Peter, I believe we shouldn't put it like "ELF versus Floppy" because these ways are not mutually exclusive: they could be tried in parallel, especially since Rafael's pursuit towards a working solution also involves waiting for helpful replies from the mailing lists ;-) Also, regarding SeaBIOS: I haven't observed any downsides from SeaBIOS providing the BIOS environment. It may be arcane and not modern anough, however it does not prevent anything from working: it either helps something to work (e.g. some wonderful floppy-based OS which relies on the BIOS calls) or simply being inactive if the OS is not using this environment.

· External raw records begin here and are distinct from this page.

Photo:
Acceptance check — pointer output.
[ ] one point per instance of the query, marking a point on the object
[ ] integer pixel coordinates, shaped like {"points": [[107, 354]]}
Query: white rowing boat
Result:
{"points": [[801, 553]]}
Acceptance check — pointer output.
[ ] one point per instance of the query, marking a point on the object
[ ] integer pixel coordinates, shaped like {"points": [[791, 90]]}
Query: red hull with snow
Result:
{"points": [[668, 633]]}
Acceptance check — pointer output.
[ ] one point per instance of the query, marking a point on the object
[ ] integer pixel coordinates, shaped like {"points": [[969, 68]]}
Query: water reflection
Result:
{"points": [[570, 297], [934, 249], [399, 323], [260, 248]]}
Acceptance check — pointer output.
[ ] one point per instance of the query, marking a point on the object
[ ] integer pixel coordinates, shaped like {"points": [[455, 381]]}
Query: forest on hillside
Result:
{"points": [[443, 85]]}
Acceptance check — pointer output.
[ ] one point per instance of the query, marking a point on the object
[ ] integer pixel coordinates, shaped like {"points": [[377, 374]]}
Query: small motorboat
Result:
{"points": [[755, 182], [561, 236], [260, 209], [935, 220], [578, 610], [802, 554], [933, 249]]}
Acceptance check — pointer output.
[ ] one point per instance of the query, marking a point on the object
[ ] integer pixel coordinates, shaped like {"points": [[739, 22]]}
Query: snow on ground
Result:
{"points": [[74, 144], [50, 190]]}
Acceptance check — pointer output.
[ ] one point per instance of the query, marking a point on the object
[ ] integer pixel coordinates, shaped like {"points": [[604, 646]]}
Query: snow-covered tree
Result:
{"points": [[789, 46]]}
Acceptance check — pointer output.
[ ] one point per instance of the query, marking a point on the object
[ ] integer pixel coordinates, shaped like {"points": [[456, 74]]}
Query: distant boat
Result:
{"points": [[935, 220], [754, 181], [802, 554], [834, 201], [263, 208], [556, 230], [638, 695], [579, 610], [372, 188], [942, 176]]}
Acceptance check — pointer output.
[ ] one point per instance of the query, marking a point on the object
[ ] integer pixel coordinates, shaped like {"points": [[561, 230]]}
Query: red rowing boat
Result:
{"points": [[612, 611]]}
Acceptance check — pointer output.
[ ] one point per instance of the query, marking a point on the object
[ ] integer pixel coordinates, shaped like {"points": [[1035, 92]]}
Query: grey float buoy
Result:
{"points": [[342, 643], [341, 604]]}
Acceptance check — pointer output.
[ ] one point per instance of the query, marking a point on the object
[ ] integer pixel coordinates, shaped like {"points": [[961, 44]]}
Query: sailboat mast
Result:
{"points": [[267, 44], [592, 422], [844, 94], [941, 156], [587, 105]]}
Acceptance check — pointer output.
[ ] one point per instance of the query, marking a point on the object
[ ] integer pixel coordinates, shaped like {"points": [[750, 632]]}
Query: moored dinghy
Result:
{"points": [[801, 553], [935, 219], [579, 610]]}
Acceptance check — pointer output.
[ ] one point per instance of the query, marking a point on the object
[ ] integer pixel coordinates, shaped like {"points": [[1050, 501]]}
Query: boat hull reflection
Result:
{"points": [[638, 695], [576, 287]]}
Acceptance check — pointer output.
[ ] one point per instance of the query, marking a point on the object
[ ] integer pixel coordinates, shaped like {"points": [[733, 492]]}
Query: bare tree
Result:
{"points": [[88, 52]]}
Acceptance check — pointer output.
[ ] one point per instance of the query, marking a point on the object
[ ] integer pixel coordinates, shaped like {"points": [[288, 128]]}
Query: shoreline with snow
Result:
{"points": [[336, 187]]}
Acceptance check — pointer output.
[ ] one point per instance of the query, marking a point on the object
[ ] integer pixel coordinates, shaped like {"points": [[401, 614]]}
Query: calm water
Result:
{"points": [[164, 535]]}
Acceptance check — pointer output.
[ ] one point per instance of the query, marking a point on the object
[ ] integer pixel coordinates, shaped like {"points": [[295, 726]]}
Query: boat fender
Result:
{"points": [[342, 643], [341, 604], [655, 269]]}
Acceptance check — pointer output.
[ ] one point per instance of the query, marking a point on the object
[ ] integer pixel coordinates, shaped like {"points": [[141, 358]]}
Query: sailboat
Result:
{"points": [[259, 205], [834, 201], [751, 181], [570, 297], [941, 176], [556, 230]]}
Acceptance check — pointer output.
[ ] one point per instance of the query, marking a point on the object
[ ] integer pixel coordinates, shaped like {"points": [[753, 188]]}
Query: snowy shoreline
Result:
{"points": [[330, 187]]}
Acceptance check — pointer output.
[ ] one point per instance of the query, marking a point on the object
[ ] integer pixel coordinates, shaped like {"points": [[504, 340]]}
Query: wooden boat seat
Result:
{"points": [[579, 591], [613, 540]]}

On Fri, Apr 19, 2019 at 3:12 PM Peter Stuge peter@stuge.se wrote:
Rafael Send wrote:
I had already testes the coreboot + Linux kernel without SeaBIOS, that works fine.
That's a great start! So did you look into what happens under the hood when you do that, to learn?
The original common case for coreboot payloads was also ELF files, so there is much overlap with what you want to achieve.
You probably already noticed the tool mkelfimage in the pages I linked to. Did you look into what it does, and why it's needed in the first place? (Hint: Linux is a bit needy.)
But I do want the rest of the boot menu presented by SeaBIOS because I usually use Windoze as well.
SeaBIOS creates a BIOS environment when there isn't one. That is its key feature. This is a coffin for Windows to lie in.
BIOS environments are just inadequate in general, and supremely ill equipped in particular for what you want to accomplish.
Consider using SeaBIOS exclusively for what it was made; Windows coffin.
Consider another payload before (time wise) SeaBIOS to provide the menu.
Even if I put the initrd inside the kernel, that can't be loaded by SeaBIOS unless the whole thing is an ELF file, right?
I guess so.
The true-to-form BIOS way would probably be to put FreeDOS, loadlin.exe, kernel and initramfs into a disk image. So please don't do that. If you really want to, please be rational: Ask yourself why you want to first start the wrong OS in order to then start the right OS.
How would that step go (vmlinuz -> ELF)?
I'd recommend to study what coreboot does. It's not trivial, but also not super complicated. The key point is that Linux needs a loader stub (code and data) to be generated. It's not possible to just jump right into the kernel and have it start. Unfortunately.